# advice please



## Kristina1 (Dec 4, 2009)

HEy I just got a question for the moms that arent together with the dads of their kids anymore. If you were remarried and your husband didnt feel comfortable with baby daddy coming over to see his kid would you respect those boundaries or allow it to happen anyway. And this is when the baby is 2 in half not a newborn. MY husband has a 2 in half yr old with his X who he was very sneaky with for along time ( she ended up emailing me that they were still hooking up) I confronted him and he denied...this was about a year ago. Now were married and about to have a baby. Him and her werent getting along for alittle becus she started to be very spiteful once we got married 4 months ago. Well now they are getting along again and she told him he can come visit their son the other day at her house... he had alittle fever. So i told him I was not comfortable with him going to her house and feel that it crosses boundaries and he should respect my feelings. I feel there are boundaries in seperated families esp when ur remarried. Its not just about him anymore. What do you all think? The outcome of the hole fight he left anyway (thursday night) and hasnt come back home. Think he's staying at his moms house. I dont even know because he doesnt call or anything. This is his answer to everything... run and ignore.


----------



## Ash22 (Oct 21, 2009)

Hey I know where you're coming from. I was just in this situation a little while ago. But the thing is is that is his child. And again I know its hard, esp. knowing that at one time they were "together". But after my separation I went to a counselor and spoke about these issues. My H had not one but three other woman with whom he had kids with but I only knew about the one.

The counselor explained that I knew about the one child, so in a sense no you have no right to give him grief when he wants to see his child, you knew about that child, and the other mother before he married you.

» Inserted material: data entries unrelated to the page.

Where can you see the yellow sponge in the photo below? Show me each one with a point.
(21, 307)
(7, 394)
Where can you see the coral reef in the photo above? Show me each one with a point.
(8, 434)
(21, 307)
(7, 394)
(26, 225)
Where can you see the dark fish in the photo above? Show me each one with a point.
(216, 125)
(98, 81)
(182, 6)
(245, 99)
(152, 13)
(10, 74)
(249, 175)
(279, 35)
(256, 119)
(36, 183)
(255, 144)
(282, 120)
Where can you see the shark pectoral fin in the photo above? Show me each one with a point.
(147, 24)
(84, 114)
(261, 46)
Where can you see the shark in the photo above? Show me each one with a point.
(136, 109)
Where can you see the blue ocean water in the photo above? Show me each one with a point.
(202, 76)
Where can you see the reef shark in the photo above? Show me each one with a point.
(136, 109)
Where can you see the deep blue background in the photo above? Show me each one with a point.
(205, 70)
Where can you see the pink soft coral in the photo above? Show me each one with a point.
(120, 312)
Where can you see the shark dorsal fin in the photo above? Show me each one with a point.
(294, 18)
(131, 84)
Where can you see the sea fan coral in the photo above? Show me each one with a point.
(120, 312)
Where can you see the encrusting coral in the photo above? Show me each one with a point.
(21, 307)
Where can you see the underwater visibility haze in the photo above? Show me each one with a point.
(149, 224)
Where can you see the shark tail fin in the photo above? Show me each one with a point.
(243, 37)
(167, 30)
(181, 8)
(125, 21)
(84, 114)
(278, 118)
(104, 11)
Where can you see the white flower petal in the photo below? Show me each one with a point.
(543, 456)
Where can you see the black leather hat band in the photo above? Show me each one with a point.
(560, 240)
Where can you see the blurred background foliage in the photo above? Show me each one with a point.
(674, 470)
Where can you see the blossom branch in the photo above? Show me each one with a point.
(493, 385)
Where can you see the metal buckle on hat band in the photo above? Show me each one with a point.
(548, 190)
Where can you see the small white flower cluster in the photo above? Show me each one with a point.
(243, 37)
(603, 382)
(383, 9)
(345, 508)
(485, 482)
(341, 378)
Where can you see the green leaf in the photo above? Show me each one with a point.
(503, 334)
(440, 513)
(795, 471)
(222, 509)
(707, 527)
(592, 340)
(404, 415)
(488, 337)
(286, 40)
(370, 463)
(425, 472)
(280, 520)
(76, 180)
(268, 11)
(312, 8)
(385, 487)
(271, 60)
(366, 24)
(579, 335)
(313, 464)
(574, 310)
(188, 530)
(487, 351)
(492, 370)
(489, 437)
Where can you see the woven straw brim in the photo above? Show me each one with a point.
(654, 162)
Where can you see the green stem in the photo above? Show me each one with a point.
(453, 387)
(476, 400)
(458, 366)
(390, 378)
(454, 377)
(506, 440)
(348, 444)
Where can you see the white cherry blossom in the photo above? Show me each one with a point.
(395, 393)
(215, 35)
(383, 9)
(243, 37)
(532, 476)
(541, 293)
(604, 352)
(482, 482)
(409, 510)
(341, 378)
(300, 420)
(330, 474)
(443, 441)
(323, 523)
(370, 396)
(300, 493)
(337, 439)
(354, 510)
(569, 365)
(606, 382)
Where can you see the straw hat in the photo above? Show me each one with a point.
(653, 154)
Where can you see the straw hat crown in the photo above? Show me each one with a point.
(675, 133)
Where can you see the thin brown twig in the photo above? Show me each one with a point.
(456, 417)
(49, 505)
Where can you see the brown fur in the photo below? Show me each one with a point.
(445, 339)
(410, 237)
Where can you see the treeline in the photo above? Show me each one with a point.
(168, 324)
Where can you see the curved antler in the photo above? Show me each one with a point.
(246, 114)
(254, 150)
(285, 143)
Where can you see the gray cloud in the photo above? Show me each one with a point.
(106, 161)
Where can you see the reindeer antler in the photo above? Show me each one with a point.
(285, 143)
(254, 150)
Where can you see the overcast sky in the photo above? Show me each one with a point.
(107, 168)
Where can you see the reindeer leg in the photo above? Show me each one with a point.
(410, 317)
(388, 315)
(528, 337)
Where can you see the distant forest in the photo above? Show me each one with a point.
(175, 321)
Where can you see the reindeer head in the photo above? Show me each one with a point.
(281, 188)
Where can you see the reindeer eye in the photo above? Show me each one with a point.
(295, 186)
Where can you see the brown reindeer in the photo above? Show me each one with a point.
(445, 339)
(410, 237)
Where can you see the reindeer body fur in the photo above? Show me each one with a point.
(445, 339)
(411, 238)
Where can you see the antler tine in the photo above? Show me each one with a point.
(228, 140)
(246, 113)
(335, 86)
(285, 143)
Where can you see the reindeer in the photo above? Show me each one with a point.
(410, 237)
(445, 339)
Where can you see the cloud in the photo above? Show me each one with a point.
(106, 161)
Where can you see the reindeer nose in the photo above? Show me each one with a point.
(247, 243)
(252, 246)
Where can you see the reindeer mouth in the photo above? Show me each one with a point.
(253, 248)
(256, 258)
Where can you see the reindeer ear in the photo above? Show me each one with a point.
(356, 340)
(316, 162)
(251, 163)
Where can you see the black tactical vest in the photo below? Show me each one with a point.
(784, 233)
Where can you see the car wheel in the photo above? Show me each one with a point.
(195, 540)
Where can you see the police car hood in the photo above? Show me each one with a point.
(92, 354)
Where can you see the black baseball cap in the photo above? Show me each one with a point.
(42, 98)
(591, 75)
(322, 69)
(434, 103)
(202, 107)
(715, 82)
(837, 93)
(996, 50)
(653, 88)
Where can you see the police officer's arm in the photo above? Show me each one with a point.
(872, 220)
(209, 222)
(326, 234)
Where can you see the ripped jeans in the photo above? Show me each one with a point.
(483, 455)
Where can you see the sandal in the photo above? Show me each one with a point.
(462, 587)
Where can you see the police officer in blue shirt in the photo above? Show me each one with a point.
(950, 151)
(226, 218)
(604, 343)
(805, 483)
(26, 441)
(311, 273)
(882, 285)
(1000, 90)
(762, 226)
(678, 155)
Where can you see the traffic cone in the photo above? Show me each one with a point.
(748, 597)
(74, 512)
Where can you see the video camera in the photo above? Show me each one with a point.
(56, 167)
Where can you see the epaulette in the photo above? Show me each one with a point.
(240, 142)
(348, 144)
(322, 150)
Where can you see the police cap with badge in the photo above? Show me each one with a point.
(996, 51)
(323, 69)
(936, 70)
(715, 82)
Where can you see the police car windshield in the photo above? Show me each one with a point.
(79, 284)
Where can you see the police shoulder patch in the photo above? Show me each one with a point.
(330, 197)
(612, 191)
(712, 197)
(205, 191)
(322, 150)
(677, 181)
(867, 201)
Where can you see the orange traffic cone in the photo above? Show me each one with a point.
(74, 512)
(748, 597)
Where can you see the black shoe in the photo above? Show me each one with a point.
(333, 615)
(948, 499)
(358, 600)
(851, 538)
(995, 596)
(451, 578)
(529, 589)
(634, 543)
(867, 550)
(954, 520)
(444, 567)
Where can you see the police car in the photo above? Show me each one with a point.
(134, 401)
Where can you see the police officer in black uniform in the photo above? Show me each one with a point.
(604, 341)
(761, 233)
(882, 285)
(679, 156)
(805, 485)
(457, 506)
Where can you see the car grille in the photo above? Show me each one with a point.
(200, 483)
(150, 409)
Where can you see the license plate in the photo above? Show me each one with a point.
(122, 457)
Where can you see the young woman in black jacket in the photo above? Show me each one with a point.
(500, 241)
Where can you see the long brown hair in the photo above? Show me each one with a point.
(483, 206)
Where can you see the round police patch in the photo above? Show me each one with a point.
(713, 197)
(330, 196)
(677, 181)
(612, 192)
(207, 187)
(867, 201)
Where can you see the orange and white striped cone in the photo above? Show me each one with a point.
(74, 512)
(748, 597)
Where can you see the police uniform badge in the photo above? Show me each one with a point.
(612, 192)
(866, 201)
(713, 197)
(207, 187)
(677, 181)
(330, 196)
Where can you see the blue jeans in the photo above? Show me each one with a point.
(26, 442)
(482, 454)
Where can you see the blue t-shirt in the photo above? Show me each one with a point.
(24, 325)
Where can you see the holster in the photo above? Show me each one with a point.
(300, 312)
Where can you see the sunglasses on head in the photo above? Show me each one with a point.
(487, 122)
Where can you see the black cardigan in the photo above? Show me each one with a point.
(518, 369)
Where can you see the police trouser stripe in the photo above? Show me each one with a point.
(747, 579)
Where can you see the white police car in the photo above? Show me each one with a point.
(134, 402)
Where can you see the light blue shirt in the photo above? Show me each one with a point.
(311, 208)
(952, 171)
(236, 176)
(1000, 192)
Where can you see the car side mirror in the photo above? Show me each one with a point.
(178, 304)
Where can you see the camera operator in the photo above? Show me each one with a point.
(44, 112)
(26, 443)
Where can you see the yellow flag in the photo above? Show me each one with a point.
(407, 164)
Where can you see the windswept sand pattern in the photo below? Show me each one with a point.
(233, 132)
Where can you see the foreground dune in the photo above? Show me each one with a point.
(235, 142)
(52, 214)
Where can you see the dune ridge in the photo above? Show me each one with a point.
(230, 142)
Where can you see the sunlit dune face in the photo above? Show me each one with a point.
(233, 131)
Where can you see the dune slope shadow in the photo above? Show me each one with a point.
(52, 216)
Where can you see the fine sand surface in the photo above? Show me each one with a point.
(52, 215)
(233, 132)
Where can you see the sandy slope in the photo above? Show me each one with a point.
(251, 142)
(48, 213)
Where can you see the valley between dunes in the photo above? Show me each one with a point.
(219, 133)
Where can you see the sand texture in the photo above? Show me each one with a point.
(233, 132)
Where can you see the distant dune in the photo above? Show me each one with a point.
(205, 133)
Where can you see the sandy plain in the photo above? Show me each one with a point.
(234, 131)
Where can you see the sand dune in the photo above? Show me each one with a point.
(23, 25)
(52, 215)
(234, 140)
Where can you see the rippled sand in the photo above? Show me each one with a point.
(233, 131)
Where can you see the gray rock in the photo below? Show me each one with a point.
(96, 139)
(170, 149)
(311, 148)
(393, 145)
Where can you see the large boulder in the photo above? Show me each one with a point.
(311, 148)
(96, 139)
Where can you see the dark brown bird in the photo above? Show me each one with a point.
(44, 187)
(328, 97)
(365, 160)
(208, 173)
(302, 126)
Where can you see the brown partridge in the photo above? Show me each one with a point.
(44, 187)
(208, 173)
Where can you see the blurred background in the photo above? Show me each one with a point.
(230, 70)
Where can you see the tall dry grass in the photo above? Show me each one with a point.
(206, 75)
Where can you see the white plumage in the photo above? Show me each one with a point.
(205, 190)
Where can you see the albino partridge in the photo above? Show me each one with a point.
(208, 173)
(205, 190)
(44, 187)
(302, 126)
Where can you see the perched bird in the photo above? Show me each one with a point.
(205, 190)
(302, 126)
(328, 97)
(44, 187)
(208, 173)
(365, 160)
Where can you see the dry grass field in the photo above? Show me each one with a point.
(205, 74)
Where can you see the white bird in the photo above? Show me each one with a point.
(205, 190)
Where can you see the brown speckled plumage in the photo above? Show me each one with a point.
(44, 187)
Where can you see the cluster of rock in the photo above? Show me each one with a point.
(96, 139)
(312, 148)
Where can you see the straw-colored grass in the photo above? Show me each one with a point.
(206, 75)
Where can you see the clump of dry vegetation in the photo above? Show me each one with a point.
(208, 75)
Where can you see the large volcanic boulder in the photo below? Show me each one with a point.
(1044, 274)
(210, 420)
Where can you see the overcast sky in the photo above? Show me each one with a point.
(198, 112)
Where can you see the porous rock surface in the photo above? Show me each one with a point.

So its on you.

However yes boundaries are needed but the thing is if you feel so compelled to place boundaries on him could it be that you don't trust him? And trust me! it just all ends in pain if you don;t. The fights continue and get worse bc a marriage without trust isn't a marriage.

Now I'm on the opposite end and I'll tell you what if my husband ever gets remarried and I find out that his new wife is keeping him from seeing my kids, oh I would be mad as hell.

I've been in your shoes, its hard, but you knew about it before you got married. However if you feel that there is something more going on with his ex, than yes you have a right to ask questions, and if he is being shady about it? Then I think that thats your ticket to move on.


----------